What I have works, it's just not as clean as I would like. I think type erasure is cool and all, but I'm not convinced the final source would be cleaner. For as simple as the data is, it might be worthwhile to create a single unified type.
Well, I'll work with it a little bit and maybe branch off and try to incorporate type erasure.
Here's a sample look-up, which is kind of nuts because of the shared pointers:
1 2 3 4 5 6 7 8 9 10 11 12 13 14
//...
virtual boost::shared_ptr<Base> find( const std::string & key ) const
{
// the container's find method uses the comparison functor less_by_name,
// which expects two boost::shared_ptr<Base> arguments. create a
// dummy object with the target name and pass it to find
boost::shared_ptr<Base> p( new Dummy( key ) );
typedef value_type::index<sorted_tag>::type::const_iterator const_iterator;
const_iterator i( contents.get<sorted_tag>().find( p ) );
return i != contents.get<sorted_tag>().end() ? *i : end(); // Base::end() returns a default-constructed shared_ptr<Base>
}
//...
There has got to be a better way (this is just a proof of concept). I'm questioning the efficiency gain since I am now creating an object for each look-up. The data file has about 300,000 resources...
Also note that find is returning shared pointers, not iterators. I think my design could benefit by actually implementing iterators and making the interface conform to the STL interfaces.
If the set of types to be stored is finite small, what about a boost::variant?

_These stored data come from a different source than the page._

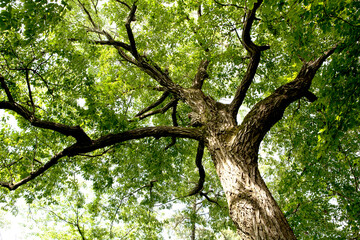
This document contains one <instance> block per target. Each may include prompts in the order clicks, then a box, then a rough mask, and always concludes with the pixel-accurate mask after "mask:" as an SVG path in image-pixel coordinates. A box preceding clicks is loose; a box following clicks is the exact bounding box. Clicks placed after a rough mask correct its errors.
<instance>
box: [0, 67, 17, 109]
mask: <svg viewBox="0 0 360 240" xmlns="http://www.w3.org/2000/svg"><path fill="white" fill-rule="evenodd" d="M0 84H1V87H2V88H3V89H4V90H5V93H6V96H7V98H8V100H9V102H11V103H14V98H13V97H12V95H11V92H10V90H9V88H8V86H7V85H6V83H5V78H4V77H3V75H1V73H0Z"/></svg>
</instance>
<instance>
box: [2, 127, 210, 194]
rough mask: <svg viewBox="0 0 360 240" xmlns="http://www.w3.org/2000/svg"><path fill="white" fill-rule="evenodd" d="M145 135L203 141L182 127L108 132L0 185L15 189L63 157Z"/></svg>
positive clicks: (31, 179)
mask: <svg viewBox="0 0 360 240" xmlns="http://www.w3.org/2000/svg"><path fill="white" fill-rule="evenodd" d="M146 137H155V138H161V137H180V138H190V139H195V140H198V141H203V135H202V133H201V132H200V131H199V130H197V129H190V128H182V127H165V126H164V127H146V128H139V129H134V130H129V131H125V132H121V133H117V134H108V135H105V136H103V137H100V138H98V139H96V140H94V141H92V142H91V143H88V144H83V145H80V144H78V143H76V144H73V145H71V146H69V147H67V148H65V149H64V150H63V151H61V152H60V153H58V154H56V155H55V156H53V157H52V158H51V159H50V160H49V161H48V162H47V163H45V164H44V165H43V166H41V167H40V168H38V169H37V170H36V171H33V172H31V173H30V174H29V175H28V176H26V177H25V178H23V179H21V180H20V181H18V182H16V183H13V182H4V181H0V186H2V187H5V188H8V189H9V190H15V189H17V188H18V187H20V186H21V185H24V184H26V183H27V182H29V181H31V180H33V179H35V178H36V177H38V176H40V175H41V174H43V173H44V172H45V171H47V170H49V169H50V168H51V167H53V166H55V165H56V164H57V163H58V162H59V160H60V159H61V158H63V157H73V156H76V155H81V154H84V153H89V152H93V151H95V150H98V149H101V148H104V147H109V146H112V145H114V144H117V143H121V142H125V141H129V140H134V139H141V138H146Z"/></svg>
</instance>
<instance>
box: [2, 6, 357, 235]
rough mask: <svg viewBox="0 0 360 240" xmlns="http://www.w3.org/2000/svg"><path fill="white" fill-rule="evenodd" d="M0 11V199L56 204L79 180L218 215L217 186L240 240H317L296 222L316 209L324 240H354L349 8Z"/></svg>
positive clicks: (127, 197)
mask: <svg viewBox="0 0 360 240" xmlns="http://www.w3.org/2000/svg"><path fill="white" fill-rule="evenodd" d="M0 4H1V22H0V24H1V25H0V27H1V30H2V32H1V47H0V52H1V60H0V62H1V73H0V74H1V75H0V82H1V91H0V98H1V99H0V109H3V110H5V111H3V112H2V114H3V118H2V122H3V123H2V129H1V133H0V134H1V135H0V138H1V139H2V142H1V143H0V144H1V150H0V154H1V182H0V185H1V186H2V187H3V189H2V192H1V194H2V196H4V199H10V198H11V199H16V198H18V197H20V196H23V197H25V198H26V199H28V201H29V202H31V201H33V200H34V199H35V198H41V197H43V198H47V197H48V198H49V199H50V197H51V195H52V194H55V193H63V194H65V193H66V192H67V191H68V189H67V186H68V185H69V184H70V180H71V181H72V180H73V179H72V176H73V175H74V174H77V175H79V176H81V177H82V178H83V179H85V180H88V181H91V182H92V185H93V188H94V189H95V190H96V193H97V194H99V196H101V194H102V193H104V192H107V193H110V192H111V193H113V194H114V195H116V194H117V195H118V196H120V195H122V193H121V191H122V190H124V189H125V190H126V191H129V192H131V194H128V195H127V197H126V198H127V199H128V200H129V199H132V201H133V203H134V204H135V203H136V202H138V203H142V204H140V206H141V205H146V204H147V206H150V208H149V209H151V207H153V206H154V203H155V202H167V201H169V200H171V199H174V198H177V199H178V200H180V201H187V200H185V199H189V198H194V196H195V198H196V199H203V200H206V201H207V202H208V204H209V206H210V205H215V206H214V207H213V208H214V209H217V210H213V211H214V212H216V211H218V212H224V211H223V210H220V209H221V207H218V205H221V204H220V203H221V201H222V200H221V197H219V196H218V195H217V193H216V191H213V190H211V188H212V184H213V188H216V189H218V187H215V186H216V185H217V182H216V181H218V180H219V182H220V183H221V188H222V191H223V193H224V195H225V198H226V201H227V209H228V214H229V216H230V218H231V220H232V221H233V223H234V224H235V227H236V229H237V232H238V234H239V235H240V237H241V238H242V239H287V240H289V239H296V237H295V234H294V231H293V230H292V228H291V226H292V227H293V229H294V230H295V232H296V235H298V236H301V237H303V238H304V239H305V238H306V236H310V237H314V236H315V238H321V237H324V236H325V237H326V236H327V235H326V233H324V232H321V229H318V228H316V227H314V232H312V229H309V225H307V224H306V222H309V221H308V220H306V214H305V213H308V212H309V211H310V212H311V211H315V212H316V211H318V210H319V212H318V215H324V216H325V217H324V218H323V219H324V224H325V225H326V224H327V223H330V222H333V223H332V224H333V225H332V226H331V227H329V229H332V230H331V231H329V233H328V234H329V235H328V236H330V235H331V234H335V235H332V236H339V234H340V233H339V232H343V233H344V234H343V235H342V236H345V237H346V238H350V237H352V238H354V239H357V238H358V237H359V228H358V226H359V225H358V224H359V219H360V218H359V207H358V206H359V205H358V203H359V202H360V194H359V191H360V186H359V167H358V162H359V156H358V154H359V147H358V145H359V128H358V124H359V121H360V119H359V96H360V93H359V92H360V90H359V81H358V79H357V76H358V75H357V74H358V71H359V64H360V63H359V37H360V35H359V33H358V31H359V29H360V25H359V21H358V20H359V15H360V13H359V9H360V8H359V2H358V1H351V0H350V1H349V0H342V1H321V0H312V1H310V0H308V1H306V0H303V1H301V0H300V1H299V0H287V1H285V0H280V1H275V2H270V1H268V2H267V1H265V2H263V1H262V0H257V1H255V0H247V1H230V0H228V1H218V0H204V1H198V0H197V1H194V0H179V1H170V2H168V1H152V0H141V1H135V2H134V1H125V0H124V1H120V0H109V1H96V0H72V1H70V0H69V1H61V2H59V1H47V0H39V1H30V0H22V1H9V0H2V1H0ZM5 113H6V114H5ZM10 116H13V117H12V118H10ZM9 119H16V124H14V121H13V122H12V123H10V122H9ZM269 132H270V133H269ZM264 138H265V140H264ZM263 141H264V143H265V144H264V146H263V149H264V150H263V152H268V153H269V152H271V151H272V150H273V151H274V152H277V154H275V155H273V157H269V159H264V160H262V161H263V164H265V165H266V166H268V168H264V170H263V171H264V173H263V175H266V181H269V184H270V185H271V186H272V189H273V194H274V197H275V198H276V199H277V200H278V201H279V203H280V204H281V206H282V207H283V211H284V212H285V214H286V215H287V216H288V219H290V221H291V225H289V223H288V221H287V219H286V217H285V215H284V212H283V211H282V209H281V208H280V207H279V204H278V203H277V202H276V201H275V198H274V197H273V195H272V193H271V192H270V191H269V189H268V187H267V185H266V184H265V181H264V178H263V176H262V175H261V174H260V171H259V151H260V150H259V149H260V145H261V143H262V142H263ZM194 146H195V147H194ZM196 149H197V150H196ZM207 154H209V156H210V157H206V156H205V158H211V160H212V164H213V167H214V169H215V172H216V175H217V177H216V178H217V179H218V180H216V179H214V178H215V177H214V173H213V175H211V176H209V174H207V172H206V171H205V169H204V164H203V158H204V155H207ZM263 156H264V155H263ZM274 156H275V157H274ZM260 158H263V157H260ZM190 159H192V160H191V161H190ZM195 166H196V168H197V172H198V176H197V179H196V183H195V184H194V186H193V188H191V186H192V184H191V183H189V182H186V181H184V179H186V178H187V175H188V176H192V177H194V176H193V173H190V171H191V170H190V169H192V168H194V167H195ZM207 168H211V166H207ZM269 169H270V170H269ZM309 185H311V186H312V187H309ZM186 188H187V189H188V190H186ZM136 189H137V190H136ZM191 189H192V190H191ZM10 191H13V192H10ZM317 191H319V195H316V194H315V195H316V196H317V197H318V198H319V199H321V203H322V204H320V205H317V206H316V204H309V203H307V202H308V201H309V199H311V202H312V201H315V200H313V199H314V198H313V196H315V195H314V193H316V192H317ZM320 193H321V194H320ZM124 198H125V197H124ZM124 198H122V199H124ZM216 198H218V201H217V200H216ZM331 199H337V200H336V201H337V204H335V205H334V204H333V205H331V204H330V203H329V201H330V200H331ZM98 201H101V200H100V197H99V198H98ZM111 201H114V202H115V203H114V204H113V205H111V206H112V208H110V207H109V209H110V210H111V211H112V214H113V215H111V216H110V217H109V218H111V219H117V220H116V221H120V220H119V219H121V220H122V221H126V217H125V215H122V217H121V218H120V215H121V214H120V213H119V212H118V210H117V209H118V208H116V207H115V206H117V204H116V198H115V199H111ZM118 201H119V199H118ZM333 201H335V200H333ZM319 202H320V200H319ZM325 202H327V203H325ZM49 204H51V203H50V202H49ZM194 206H195V207H194V208H193V209H194V211H195V210H197V208H196V200H195V205H194ZM309 206H312V207H313V208H311V207H309ZM319 206H321V207H319ZM331 206H332V207H331ZM356 206H357V207H356ZM317 207H319V208H318V209H317ZM338 207H339V208H341V209H342V210H341V211H342V212H341V215H342V216H343V217H342V218H341V219H336V220H334V219H335V215H334V212H335V211H337V210H338ZM284 209H285V210H284ZM110 210H109V211H110ZM94 212H96V211H94ZM130 212H131V211H130V210H128V214H130ZM195 212H196V211H195ZM328 212H331V214H329V213H328ZM134 214H136V213H134ZM117 215H119V216H117ZM215 215H216V214H215ZM219 216H220V215H219ZM221 216H223V215H221ZM215 218H216V217H215ZM219 219H221V218H220V217H219ZM113 221H115V220H113ZM144 221H146V220H144ZM219 221H220V220H219ZM310 222H311V223H313V224H315V221H310ZM192 223H193V225H192V226H193V227H195V223H194V222H192ZM111 224H112V223H111ZM341 224H343V229H346V230H341V227H339V226H340V225H341ZM74 226H77V227H78V228H79V233H80V235H81V237H82V239H85V235H84V234H82V232H81V229H80V227H79V225H76V224H74ZM304 226H305V227H304ZM158 227H159V226H158ZM144 231H145V230H144ZM345 232H346V233H345ZM144 234H145V233H144ZM193 234H195V232H194V231H193ZM314 234H315V235H314ZM336 234H338V235H336ZM110 235H111V234H110ZM144 236H148V235H146V234H145V235H144ZM144 236H142V239H144V238H146V237H144ZM192 236H193V239H194V238H195V235H192ZM111 237H113V236H110V238H111ZM138 237H140V236H138ZM134 238H136V236H135V237H134ZM148 238H150V237H148ZM154 238H155V237H154ZM93 239H94V238H93Z"/></svg>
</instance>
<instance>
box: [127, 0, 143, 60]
mask: <svg viewBox="0 0 360 240" xmlns="http://www.w3.org/2000/svg"><path fill="white" fill-rule="evenodd" d="M136 8H137V6H136V4H135V3H134V4H133V6H132V8H131V11H130V14H129V16H128V18H127V19H126V23H125V27H126V32H127V34H128V38H129V41H130V47H131V53H132V55H133V56H134V57H135V59H136V60H139V59H140V56H139V53H138V51H137V49H136V43H135V38H134V34H133V32H132V29H131V26H130V24H131V22H132V21H135V12H136Z"/></svg>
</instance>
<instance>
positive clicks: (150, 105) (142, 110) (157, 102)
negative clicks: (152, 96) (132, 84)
mask: <svg viewBox="0 0 360 240" xmlns="http://www.w3.org/2000/svg"><path fill="white" fill-rule="evenodd" d="M168 96H169V92H168V91H165V92H164V93H163V94H162V95H161V97H160V98H159V99H158V100H157V101H156V102H154V103H153V104H151V105H149V106H148V107H146V108H144V109H143V110H141V111H140V112H139V113H138V114H136V116H135V117H140V116H141V115H143V114H144V113H146V112H148V111H150V110H151V109H153V108H155V107H157V106H159V105H160V104H161V103H163V102H164V101H165V99H166V98H167V97H168Z"/></svg>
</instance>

What are you trying to store in the container?
Come to think of it, type erasure is probably more efficient than boost::shared_ptr to begin win.
Each shared_ptr allocation requires two memory allocations. Each type erasure instance requires
only one. The difference is on a shared_ptr you can call functions directly. With type erasure
each function call on the underlying type requires two functions calls, one of them being a virtual
function. But my guess is that one memory allocations equals thousands of virtual function calls.
Note that each of the resources have three parts: a key, type, and value.
My current design is templated by type with an additional bool template parameter to flag aliases (because aliases are stored as a string, too). I'm not confident that this is the best way to model the data. My goal is to be able to read in the file, store it in a data structure, and allow the user to look-ups specific keys (like "en_US/Numbers/1") and change their names/values/composition.